ISTANBUL
Here’s a rundown of all the news you need to start your Tuesday, including US military striking suspected drug vessel in Eastern Pacific, dozens dying or missing after irregular migrants' boat capsizing off Libya, and UN chief saying he is gravely concerned over Israeli decision to expand control in West Bank.
TOP STORIES
The US military carried out a strike Monday on a vessel allegedly engaged in narco-trafficking in the Eastern Pacific, according to the US Southern Command (SOUTHCOM).
"Intelligence confirmed the vessel was transiting along known narco-trafficking routes in the Eastern Pacific and was engaged in narco-trafficking operations," it said on the US social media company X’s platform.
Two alleged "narco-terrorists” were killed and one survived the strike, it added.
The Trump administration has intensified military operations in the Caribbean Sea and Eastern Pacific Ocean since September, citing efforts against narcotics trafficking.

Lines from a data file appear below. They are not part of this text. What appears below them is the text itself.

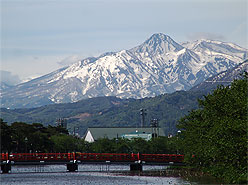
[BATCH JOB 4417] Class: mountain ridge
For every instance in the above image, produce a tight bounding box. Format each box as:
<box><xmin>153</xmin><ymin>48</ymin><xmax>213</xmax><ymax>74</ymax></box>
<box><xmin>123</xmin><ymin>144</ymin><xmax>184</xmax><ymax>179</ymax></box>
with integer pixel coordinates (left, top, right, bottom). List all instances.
<box><xmin>1</xmin><ymin>33</ymin><xmax>247</xmax><ymax>108</ymax></box>
<box><xmin>1</xmin><ymin>61</ymin><xmax>247</xmax><ymax>135</ymax></box>
<box><xmin>190</xmin><ymin>60</ymin><xmax>248</xmax><ymax>92</ymax></box>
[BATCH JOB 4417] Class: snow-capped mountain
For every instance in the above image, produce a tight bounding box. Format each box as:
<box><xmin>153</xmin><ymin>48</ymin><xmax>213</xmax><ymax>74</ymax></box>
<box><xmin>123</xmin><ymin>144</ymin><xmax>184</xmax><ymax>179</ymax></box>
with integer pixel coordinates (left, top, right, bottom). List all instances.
<box><xmin>1</xmin><ymin>33</ymin><xmax>247</xmax><ymax>108</ymax></box>
<box><xmin>0</xmin><ymin>82</ymin><xmax>13</xmax><ymax>91</ymax></box>
<box><xmin>182</xmin><ymin>39</ymin><xmax>247</xmax><ymax>63</ymax></box>
<box><xmin>190</xmin><ymin>60</ymin><xmax>248</xmax><ymax>92</ymax></box>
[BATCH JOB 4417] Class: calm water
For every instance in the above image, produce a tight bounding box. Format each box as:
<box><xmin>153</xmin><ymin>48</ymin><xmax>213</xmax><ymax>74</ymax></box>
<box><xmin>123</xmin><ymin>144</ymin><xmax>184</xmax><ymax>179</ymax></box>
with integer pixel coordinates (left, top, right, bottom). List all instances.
<box><xmin>0</xmin><ymin>164</ymin><xmax>195</xmax><ymax>185</ymax></box>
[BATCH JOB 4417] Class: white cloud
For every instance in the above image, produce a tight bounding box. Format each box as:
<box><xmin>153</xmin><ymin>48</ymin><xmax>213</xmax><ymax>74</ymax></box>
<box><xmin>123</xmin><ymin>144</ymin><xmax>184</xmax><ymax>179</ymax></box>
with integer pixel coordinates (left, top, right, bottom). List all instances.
<box><xmin>0</xmin><ymin>70</ymin><xmax>21</xmax><ymax>85</ymax></box>
<box><xmin>186</xmin><ymin>32</ymin><xmax>226</xmax><ymax>41</ymax></box>
<box><xmin>21</xmin><ymin>74</ymin><xmax>43</xmax><ymax>83</ymax></box>
<box><xmin>57</xmin><ymin>55</ymin><xmax>82</xmax><ymax>67</ymax></box>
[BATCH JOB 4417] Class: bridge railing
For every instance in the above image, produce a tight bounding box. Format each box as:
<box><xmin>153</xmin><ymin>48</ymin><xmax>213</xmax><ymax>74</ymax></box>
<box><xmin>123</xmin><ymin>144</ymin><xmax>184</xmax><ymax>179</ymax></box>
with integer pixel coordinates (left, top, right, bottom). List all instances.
<box><xmin>1</xmin><ymin>153</ymin><xmax>75</xmax><ymax>162</ymax></box>
<box><xmin>1</xmin><ymin>153</ymin><xmax>184</xmax><ymax>163</ymax></box>
<box><xmin>75</xmin><ymin>153</ymin><xmax>139</xmax><ymax>162</ymax></box>
<box><xmin>141</xmin><ymin>154</ymin><xmax>184</xmax><ymax>163</ymax></box>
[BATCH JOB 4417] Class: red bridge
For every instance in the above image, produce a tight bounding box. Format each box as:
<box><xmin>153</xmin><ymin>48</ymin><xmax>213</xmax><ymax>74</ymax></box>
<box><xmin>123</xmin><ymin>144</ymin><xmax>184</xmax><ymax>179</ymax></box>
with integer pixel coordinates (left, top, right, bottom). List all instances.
<box><xmin>1</xmin><ymin>153</ymin><xmax>184</xmax><ymax>173</ymax></box>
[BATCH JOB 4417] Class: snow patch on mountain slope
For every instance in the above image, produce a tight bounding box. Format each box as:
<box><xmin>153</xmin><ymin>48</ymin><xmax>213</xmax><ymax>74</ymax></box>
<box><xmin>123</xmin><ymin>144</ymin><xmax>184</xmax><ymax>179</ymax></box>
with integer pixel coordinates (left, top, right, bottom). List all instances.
<box><xmin>1</xmin><ymin>33</ymin><xmax>247</xmax><ymax>108</ymax></box>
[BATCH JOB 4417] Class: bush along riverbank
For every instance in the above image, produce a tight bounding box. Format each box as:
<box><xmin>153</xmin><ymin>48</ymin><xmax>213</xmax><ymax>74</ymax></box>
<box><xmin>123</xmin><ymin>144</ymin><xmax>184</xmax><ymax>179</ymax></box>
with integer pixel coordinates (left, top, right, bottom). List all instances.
<box><xmin>168</xmin><ymin>165</ymin><xmax>247</xmax><ymax>184</ymax></box>
<box><xmin>113</xmin><ymin>166</ymin><xmax>223</xmax><ymax>184</ymax></box>
<box><xmin>140</xmin><ymin>165</ymin><xmax>245</xmax><ymax>184</ymax></box>
<box><xmin>166</xmin><ymin>166</ymin><xmax>226</xmax><ymax>184</ymax></box>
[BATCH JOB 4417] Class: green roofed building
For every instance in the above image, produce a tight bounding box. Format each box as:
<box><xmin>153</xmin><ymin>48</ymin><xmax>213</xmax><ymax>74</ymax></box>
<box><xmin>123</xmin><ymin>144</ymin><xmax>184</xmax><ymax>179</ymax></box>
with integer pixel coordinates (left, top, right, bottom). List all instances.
<box><xmin>122</xmin><ymin>131</ymin><xmax>153</xmax><ymax>141</ymax></box>
<box><xmin>84</xmin><ymin>127</ymin><xmax>165</xmax><ymax>142</ymax></box>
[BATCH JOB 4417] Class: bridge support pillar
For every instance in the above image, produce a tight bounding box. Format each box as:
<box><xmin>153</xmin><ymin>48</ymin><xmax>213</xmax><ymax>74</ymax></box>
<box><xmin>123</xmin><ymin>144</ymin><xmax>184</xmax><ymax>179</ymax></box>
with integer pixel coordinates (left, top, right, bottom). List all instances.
<box><xmin>130</xmin><ymin>163</ymin><xmax>142</xmax><ymax>172</ymax></box>
<box><xmin>67</xmin><ymin>163</ymin><xmax>78</xmax><ymax>172</ymax></box>
<box><xmin>1</xmin><ymin>163</ymin><xmax>11</xmax><ymax>173</ymax></box>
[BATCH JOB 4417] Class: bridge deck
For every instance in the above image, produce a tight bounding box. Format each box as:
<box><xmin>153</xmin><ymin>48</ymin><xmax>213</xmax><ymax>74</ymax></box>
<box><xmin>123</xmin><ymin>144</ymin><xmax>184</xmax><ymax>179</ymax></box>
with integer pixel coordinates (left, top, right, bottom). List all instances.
<box><xmin>1</xmin><ymin>153</ymin><xmax>184</xmax><ymax>173</ymax></box>
<box><xmin>1</xmin><ymin>160</ymin><xmax>184</xmax><ymax>166</ymax></box>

The International Organization for Migration (IOM) said on Monday that 53 irregular migrants, including two babies, are dead or missing after a rubber boat capsized off the coast of Libya.
The boat, which was carrying 55 migrants, overturned north of Zuwara, Libya, on Friday, with only two Nigerian women rescued during a search-and-rescue operation by Libyan authorities, a spokesperson for the UN agency said in a statement.
According to the statement, one survivor reported losing her husband, while the other said she lost her two babies in the tragedy.
"IOM mourns the loss of life in yet another deadly incident along the Central Mediterranean route," the statement said.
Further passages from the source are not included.